The workshop was a wonderfully immersive experience with a fine team of 6 writers who committed themselves to a hard task with vigour and good humour, turning out reviews daily on demand. The writers were Marie-Anne Mancio, Niki Russell, Winnie Love, Osunwunmi, Ruth Holdsworth and Tim Atack. You can read their reviews on the Inbetween Time section of this site.

Our thanks also go to Tanuja Amarasuriya and Tim Harrison for making our 2 weeks at Arnolfini friendly, comfortable and efficient. Thanks also go to the Australia Council’s Community Partnerships & Market Development division for additional funds to extend our visit beyond Bristol to Glasgow, Liverpool, Manchester and London, as part of the Undergrowth Australian Arts 2006 program.

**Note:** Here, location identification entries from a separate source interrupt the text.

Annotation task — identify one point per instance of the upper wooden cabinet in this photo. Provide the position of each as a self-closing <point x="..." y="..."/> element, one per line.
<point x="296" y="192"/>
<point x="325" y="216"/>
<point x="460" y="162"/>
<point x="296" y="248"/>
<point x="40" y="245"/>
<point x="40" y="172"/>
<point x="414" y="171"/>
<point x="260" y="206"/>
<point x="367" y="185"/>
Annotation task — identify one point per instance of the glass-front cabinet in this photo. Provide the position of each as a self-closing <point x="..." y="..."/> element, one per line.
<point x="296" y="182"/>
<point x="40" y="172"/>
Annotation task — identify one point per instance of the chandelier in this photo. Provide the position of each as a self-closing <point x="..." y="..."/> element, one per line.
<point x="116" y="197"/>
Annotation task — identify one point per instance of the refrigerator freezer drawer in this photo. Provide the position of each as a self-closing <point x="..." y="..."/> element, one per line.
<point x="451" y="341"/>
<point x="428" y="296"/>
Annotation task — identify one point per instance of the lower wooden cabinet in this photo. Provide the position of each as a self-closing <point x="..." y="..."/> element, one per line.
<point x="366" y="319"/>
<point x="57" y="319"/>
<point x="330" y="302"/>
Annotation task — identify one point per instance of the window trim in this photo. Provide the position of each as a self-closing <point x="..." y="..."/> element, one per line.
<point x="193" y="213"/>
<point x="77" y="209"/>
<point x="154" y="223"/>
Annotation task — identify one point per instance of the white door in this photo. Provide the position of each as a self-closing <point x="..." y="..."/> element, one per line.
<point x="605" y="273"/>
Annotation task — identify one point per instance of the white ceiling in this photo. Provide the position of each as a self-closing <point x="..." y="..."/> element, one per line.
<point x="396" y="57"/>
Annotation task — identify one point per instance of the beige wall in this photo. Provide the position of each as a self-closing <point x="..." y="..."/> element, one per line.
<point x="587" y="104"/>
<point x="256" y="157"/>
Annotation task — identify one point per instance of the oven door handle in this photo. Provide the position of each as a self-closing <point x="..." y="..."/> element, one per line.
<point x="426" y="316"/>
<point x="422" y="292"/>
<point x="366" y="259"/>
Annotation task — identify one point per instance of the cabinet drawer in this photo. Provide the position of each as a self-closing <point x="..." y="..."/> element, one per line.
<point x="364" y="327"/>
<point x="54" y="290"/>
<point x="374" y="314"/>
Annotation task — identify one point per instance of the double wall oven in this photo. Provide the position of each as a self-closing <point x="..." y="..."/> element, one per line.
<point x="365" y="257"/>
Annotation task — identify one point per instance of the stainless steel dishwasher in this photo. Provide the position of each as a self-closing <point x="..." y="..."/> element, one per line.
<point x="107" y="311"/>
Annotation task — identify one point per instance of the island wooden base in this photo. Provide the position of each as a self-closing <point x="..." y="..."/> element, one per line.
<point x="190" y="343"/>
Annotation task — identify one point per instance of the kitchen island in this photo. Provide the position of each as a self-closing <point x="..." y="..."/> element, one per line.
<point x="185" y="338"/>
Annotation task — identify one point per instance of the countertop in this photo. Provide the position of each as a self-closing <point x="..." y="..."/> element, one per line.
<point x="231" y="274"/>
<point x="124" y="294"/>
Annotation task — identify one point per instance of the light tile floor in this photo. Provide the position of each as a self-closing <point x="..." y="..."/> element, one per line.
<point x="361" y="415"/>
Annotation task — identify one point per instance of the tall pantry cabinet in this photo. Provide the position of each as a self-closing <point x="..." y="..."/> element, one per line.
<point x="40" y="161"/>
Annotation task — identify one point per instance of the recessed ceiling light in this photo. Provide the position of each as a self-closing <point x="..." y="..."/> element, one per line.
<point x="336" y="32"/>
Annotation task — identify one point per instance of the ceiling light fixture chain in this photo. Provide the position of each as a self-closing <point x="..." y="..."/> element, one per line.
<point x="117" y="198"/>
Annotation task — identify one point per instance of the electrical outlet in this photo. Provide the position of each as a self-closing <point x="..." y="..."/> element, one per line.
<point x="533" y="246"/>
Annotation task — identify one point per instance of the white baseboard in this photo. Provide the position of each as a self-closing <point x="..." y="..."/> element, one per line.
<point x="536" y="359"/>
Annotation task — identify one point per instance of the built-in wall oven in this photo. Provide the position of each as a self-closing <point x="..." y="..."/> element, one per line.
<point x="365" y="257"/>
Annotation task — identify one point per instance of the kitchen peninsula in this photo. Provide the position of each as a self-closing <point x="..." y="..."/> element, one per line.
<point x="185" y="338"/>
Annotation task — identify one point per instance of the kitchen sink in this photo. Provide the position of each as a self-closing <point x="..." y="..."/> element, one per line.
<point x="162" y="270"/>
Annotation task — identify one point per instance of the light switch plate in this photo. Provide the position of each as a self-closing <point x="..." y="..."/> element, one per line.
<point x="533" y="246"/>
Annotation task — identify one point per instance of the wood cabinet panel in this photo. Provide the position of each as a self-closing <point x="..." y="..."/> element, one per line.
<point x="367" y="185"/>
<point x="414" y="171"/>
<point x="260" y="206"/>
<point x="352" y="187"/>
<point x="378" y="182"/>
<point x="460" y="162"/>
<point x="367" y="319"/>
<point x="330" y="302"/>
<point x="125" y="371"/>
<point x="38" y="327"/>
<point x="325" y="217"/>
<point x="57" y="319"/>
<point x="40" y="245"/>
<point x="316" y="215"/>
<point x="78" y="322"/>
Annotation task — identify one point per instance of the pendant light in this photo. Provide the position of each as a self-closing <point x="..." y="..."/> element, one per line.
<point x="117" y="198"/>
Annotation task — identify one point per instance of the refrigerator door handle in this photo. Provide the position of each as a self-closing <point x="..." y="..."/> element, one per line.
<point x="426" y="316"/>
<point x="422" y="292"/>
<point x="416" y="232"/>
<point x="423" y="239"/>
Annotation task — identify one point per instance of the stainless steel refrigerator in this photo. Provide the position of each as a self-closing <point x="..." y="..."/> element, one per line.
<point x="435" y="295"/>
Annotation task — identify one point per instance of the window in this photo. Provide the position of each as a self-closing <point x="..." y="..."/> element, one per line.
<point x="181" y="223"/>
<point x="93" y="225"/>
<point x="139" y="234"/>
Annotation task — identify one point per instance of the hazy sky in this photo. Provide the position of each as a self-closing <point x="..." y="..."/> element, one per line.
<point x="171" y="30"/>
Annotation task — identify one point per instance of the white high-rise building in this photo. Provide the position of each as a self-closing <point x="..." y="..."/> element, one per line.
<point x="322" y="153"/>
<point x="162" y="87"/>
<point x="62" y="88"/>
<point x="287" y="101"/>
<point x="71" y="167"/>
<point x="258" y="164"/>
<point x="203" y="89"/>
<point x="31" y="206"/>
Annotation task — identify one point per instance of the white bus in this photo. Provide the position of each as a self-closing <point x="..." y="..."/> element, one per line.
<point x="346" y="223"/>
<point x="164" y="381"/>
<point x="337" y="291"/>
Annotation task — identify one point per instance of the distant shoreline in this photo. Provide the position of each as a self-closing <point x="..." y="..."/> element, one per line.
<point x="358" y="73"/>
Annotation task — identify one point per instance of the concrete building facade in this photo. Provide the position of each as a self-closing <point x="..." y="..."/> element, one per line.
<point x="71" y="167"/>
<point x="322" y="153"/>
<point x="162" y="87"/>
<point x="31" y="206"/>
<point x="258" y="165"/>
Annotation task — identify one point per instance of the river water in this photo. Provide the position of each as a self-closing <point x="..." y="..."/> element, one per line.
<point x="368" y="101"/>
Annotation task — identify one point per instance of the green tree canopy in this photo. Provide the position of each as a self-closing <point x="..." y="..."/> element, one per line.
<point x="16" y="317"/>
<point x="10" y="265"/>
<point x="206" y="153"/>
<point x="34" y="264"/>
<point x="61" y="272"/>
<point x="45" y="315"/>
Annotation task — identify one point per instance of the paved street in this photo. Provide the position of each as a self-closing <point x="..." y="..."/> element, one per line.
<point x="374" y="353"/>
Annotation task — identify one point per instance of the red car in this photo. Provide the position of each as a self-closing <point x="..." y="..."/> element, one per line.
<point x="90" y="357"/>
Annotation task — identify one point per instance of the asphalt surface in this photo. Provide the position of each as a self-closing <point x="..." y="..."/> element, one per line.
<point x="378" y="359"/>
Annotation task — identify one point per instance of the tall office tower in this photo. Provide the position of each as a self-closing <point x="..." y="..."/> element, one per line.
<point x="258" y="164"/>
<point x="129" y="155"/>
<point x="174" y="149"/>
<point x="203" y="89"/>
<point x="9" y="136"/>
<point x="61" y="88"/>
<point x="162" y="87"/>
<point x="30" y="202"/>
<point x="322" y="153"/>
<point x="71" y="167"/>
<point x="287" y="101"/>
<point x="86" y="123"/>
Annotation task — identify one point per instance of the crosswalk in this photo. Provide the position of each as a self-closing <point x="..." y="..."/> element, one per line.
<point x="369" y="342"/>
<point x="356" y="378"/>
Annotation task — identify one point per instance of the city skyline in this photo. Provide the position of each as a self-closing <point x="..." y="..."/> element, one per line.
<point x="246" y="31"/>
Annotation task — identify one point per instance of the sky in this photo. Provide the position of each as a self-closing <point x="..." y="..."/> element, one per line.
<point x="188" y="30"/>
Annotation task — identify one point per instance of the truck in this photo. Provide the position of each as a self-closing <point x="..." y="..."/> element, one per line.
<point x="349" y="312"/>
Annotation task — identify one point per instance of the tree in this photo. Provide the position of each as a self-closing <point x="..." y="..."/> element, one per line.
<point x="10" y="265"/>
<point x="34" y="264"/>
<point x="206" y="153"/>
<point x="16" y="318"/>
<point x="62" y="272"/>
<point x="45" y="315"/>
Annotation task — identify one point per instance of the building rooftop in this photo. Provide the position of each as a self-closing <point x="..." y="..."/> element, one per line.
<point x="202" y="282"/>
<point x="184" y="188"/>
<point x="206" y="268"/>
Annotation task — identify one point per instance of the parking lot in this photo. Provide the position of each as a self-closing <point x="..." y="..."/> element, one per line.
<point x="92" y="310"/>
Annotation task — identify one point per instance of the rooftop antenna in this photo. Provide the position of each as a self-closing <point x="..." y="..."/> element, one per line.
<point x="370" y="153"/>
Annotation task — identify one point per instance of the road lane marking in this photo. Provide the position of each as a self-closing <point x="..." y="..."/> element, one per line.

The workshop has allowed RealTime to meet writers both British and Australian in the UK who will contribute to future editions of the magazine as the cultural exchange between the 2 countries accelerates and intensifies, adding, we hope, a level of documentation, review and debate.

Keith Gallasch, Virginia Baxter, Gail Priest


RealTime-Inbetween Time, Reviewing Hybrid Arts: Intensive Workshop, Jan 30-Feb 8; InbetweenTime Festival of Live Art and Intrigue, Arnolfini, Bristol, Feb 1-5

RealTime issue #72 April-May 2006 pg.

© RealTime ; for permission to reproduce apply to [email protected]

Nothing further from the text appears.